Err on the side of love
I've been thinking about how we're supposed to respond to pagans. I've heard educated Christians declare that we should love them while hating their sin. I've heard others say that we should despise them. Some say we should seek them wherever they may be. Others say we should ignore them altogether. Persecuted Christians in Rome went to death rather than rise up against their murderers. In our time, a widely recognized Christian, Pat Robertson, intimated that the U.S. government ought to assassinate tinpot dictator Hugo Chavez.
The unknown psalmist declares toward his oppressors in the midst of the Babylonian captivity: "How blessed will be the one who seizes and dashes your little ones against the rock." Is that an instruction for God's people, or an expression of anger and despair? When God instructed his people to slaughter every man, woman, child and animal in the enemy camp, was that a standing invitation to kill the infidel, or a specific order for that place and time?

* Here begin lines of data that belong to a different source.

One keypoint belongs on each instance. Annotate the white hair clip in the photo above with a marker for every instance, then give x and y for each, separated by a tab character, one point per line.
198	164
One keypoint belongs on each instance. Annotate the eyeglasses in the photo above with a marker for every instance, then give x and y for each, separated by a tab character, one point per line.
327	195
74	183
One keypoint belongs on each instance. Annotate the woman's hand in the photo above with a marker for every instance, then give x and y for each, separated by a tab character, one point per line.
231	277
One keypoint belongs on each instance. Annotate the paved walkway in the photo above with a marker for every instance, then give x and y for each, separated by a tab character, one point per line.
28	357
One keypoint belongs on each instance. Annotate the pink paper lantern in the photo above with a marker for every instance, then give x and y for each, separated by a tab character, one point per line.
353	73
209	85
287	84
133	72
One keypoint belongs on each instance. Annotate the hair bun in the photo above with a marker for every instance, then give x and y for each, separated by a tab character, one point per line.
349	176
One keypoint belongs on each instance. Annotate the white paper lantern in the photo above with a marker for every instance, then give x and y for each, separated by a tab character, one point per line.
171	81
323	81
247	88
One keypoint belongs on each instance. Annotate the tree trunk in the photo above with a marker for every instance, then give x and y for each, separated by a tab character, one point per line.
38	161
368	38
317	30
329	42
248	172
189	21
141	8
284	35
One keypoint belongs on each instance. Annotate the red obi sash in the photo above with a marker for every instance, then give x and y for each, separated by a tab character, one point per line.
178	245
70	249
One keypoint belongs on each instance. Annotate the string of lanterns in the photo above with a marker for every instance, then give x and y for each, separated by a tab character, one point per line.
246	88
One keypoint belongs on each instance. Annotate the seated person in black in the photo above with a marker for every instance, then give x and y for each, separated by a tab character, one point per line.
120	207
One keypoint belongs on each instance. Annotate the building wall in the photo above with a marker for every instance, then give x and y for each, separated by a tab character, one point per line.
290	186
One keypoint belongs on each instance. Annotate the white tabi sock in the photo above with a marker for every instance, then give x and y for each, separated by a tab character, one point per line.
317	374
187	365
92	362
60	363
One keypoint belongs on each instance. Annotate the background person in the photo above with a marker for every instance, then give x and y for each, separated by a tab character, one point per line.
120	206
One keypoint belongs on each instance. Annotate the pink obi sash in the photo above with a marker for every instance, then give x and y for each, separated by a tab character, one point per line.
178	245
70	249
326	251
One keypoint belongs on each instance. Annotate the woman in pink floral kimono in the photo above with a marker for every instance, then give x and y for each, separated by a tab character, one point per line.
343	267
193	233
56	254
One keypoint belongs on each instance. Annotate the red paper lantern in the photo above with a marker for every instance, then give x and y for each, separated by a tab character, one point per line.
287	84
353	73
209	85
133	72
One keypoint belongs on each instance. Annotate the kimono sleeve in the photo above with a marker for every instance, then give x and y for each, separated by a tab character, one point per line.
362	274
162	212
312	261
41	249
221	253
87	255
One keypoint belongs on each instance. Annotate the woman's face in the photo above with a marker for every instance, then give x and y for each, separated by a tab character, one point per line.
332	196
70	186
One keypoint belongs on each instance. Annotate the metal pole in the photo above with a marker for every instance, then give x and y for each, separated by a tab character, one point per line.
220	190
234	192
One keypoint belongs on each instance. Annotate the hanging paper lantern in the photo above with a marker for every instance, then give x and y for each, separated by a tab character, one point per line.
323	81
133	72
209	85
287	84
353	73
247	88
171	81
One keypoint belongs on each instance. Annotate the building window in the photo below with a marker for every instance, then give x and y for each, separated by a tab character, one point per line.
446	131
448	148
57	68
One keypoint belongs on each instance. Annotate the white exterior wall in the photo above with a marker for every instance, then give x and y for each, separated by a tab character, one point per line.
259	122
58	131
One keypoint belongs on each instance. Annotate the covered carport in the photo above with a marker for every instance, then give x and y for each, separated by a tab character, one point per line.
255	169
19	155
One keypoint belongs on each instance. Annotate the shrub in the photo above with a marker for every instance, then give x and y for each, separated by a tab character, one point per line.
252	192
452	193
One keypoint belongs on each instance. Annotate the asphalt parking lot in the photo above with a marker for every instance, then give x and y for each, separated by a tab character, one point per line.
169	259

It seems that the answers to some questions like this are fairly clear. But others are harder to get at. In part we are bound by our language; there are different uses of "hate" in the Bible. A Psalm tells those who love the Lord to hate sin -- surely this is the use of hate in all its vigor. Christ tells those who would follow him that they must hate their own families -- this means, rather than violent anger, a casting aside of anything that would come between the faithful and God. We see a similar usage when we are told that the Christian is to hate his own life to have it eternally.
There are similar problems when we consider the world. The Bible says that God so loved the world that he gave his only begotten son. But we are also told to hate the world. The intricacy of language enters again; the world can mean God's beloved creation, or it can mean the pagan culture.
It's on my mind of late because my children recently heard someone we respect announce that the good Christian is to despise, and even hate, non-Christians. Hate them. I suppose this person had one of those other meanings of "hate" in mind, and wasn't advocating a holy purge of infidels. But I found myself in the position of needing to explain it to my children.
The nuances went through my mind -- how we are to be in but not of the world, how God does indeed hate sin, how not all people -- at least according to a great portion of Christian sects -- will be saved. How we are to be holy -- separate -- but at the same time we are to carry the Good News. There I had three little boys staring up at me, asking why I just whisked them away from this person holding forth, and I was mentally trying to parse the dogma into digestible bites, feeling inadequate as a father and a Christian.
So I told them that God wants us to love others. Don't hate anyone, I said. Love them as best we can, and pray for them.
I suppose a team of theologians could have a field day with all the doctrinal errors in those instructions. But I'd rather err on the side of love. It seems that hate comes easy enough. It's love that we struggle with.